HOW DO VACCINES WORK?
Remember how our bodies have red and white blood cells? The red ones supply our muscles and organs with oxygen, and the white ones fight infections. The three major types of white blood cells are called macrophages, antibodies, and T cells. The macrophages’ job is to eat germs and create antigens. Our bodies don’t like antigens, so we send antibodies to destroy them. But what happens if the germ makes its way past the macrophages and into a cell? That’s when the T cells enter the picture. T cells fight these germs and then remember how to kill them in the future. Think of them as specialized soldiers: specific sets of T cells know how to fight specific germs.
When we get vaccinated, we introduce our bodies to a faux infection, which our white blood cells then fight—it’s kind of like military boot camp that our bodies use as training for the real deal. Vaccines simply give our bodies a bigger variety of specialized soldiers.
WHY ARE SOME SO AGAINST VACCINES?
I’m sure you’ve heard the claim that vaccines cause autism. Even though that paper was fully retracted as fraud in 2011, it still taints our generation’s attitude towards vaccines. So, what are some concerns people might have today?
Many mothers hesitate to vaccinate their babies because they are afraid to expose their infants to aluminum. While aluminum toxicity is a valid concern, aluminum toxicity from vaccines is not. Vaccines contain trace amounts of aluminum as an adjuvant (an adjuvant is just something that enhances our immune response to antigens). This means that the amount of aluminum is almost insignificant. In addition, a 2011 study showed that the benefits of vaccinating infants significantly outweigh the risks associated with potential aluminum toxicity from vaccines.

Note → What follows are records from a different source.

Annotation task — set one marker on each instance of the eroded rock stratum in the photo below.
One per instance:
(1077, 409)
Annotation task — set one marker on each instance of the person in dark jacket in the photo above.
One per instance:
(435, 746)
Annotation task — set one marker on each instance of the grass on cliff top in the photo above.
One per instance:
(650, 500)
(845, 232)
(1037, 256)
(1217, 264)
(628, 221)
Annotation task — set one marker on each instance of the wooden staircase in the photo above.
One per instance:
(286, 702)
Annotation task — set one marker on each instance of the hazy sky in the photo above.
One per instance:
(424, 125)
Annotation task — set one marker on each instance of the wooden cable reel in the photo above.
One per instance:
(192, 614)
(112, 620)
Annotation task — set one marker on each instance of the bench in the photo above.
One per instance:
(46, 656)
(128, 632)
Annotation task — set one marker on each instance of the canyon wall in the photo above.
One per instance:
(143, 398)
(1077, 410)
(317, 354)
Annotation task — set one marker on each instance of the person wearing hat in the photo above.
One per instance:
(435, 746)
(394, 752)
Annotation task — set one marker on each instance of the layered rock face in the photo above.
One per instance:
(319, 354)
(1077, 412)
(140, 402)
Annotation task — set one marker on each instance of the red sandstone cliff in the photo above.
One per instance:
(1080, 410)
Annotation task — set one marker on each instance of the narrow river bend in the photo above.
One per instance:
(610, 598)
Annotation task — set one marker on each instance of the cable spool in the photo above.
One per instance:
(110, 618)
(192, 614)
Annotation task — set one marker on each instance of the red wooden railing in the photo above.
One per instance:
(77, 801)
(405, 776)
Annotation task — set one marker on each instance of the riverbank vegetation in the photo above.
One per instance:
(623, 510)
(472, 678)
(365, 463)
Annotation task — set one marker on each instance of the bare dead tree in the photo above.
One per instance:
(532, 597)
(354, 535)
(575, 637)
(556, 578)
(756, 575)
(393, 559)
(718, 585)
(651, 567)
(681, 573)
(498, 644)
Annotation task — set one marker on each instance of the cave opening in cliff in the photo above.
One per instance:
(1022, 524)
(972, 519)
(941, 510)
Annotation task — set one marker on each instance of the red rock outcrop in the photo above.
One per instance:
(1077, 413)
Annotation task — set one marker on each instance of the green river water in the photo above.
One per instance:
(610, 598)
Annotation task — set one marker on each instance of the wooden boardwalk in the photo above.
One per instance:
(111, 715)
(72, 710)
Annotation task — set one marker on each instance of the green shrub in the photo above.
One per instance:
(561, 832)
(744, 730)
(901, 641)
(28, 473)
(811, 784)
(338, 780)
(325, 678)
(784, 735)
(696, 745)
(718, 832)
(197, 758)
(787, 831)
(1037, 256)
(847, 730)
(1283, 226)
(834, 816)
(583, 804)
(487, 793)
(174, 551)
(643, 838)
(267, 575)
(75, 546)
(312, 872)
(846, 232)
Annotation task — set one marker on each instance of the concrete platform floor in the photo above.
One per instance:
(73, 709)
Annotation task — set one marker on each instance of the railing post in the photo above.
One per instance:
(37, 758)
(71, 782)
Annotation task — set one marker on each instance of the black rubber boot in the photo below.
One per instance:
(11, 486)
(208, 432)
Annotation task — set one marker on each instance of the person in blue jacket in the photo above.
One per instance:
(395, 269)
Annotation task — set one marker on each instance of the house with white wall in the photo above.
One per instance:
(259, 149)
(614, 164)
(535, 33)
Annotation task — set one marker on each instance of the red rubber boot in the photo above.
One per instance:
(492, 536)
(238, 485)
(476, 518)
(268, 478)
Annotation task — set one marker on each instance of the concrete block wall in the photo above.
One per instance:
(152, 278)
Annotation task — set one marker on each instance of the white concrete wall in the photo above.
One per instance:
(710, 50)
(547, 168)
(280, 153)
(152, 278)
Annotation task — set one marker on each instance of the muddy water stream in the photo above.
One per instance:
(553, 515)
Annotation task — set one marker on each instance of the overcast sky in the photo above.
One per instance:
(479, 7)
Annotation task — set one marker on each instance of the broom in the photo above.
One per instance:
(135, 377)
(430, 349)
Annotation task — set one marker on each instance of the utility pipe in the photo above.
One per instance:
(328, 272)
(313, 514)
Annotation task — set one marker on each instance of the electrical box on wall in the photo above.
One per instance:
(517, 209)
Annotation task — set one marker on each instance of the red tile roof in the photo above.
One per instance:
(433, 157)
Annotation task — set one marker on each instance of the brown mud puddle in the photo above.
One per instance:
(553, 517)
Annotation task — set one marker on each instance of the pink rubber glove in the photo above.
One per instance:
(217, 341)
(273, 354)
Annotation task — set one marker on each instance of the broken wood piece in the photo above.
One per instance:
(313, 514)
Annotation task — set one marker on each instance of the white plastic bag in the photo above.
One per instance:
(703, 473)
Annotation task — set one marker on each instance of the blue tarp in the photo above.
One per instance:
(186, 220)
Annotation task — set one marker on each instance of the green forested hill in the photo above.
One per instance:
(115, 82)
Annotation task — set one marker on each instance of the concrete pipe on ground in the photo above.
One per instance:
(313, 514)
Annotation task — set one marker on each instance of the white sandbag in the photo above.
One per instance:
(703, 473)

Everyone knows that mercury is poisonous, so why would anyone put that in a vaccine? Yes, in high quantities it’s poisonous, but it small amounts it acts as a preservative, which is extremely important in certain medicines. Let’s remember that pharmacists also know about mercury poisoning, so, like aluminum, mercury (in the form of thimerosal, a molecule containing a mercury atom) is added in trace amounts: there is just enough to protect vaccines against bacterial or fungal contamination. The U.S. Food and Drug Administration recognizes that reducing mercury exposure is optimal and continue testing drugs containing less thimerosal, but keep in mind that many vaccines are already thimerosal-free.
THE ONE TIME I GOT THE FLU SHOT, I GOT THE FLU.
Ok, Gordon, let’s be real. This is probably the biggest reason (apart from laziness) why some of you don’t get the flu shot. Vaccines fall within five main categories: live attenuated, inactivated, toxoid, subunit, and conjugated. The flu shot is of the inactivated category meaning the flu injected into your arm is dead. Like Jesus, it died so you will not die. Vaccines can certainly cause side effects ranging from a sore arm to nausea, but the live attenuated vaccines are the only type that can potentially result in developing the illness. Live attenuated vaccines give our bodies the best fighting experience, but doctors are careful not to administer these frequently or to people with compromised immune systems.
Pathologists, pharmacists, and doctors all agree vaccines have far more benefits than drawbacks. It’s incredible that our bodies can learn to fight against diseases and even remember how to kill foreign bacteria for the future, and vaccines do nothing more than exercise this extraordinary ability of ours.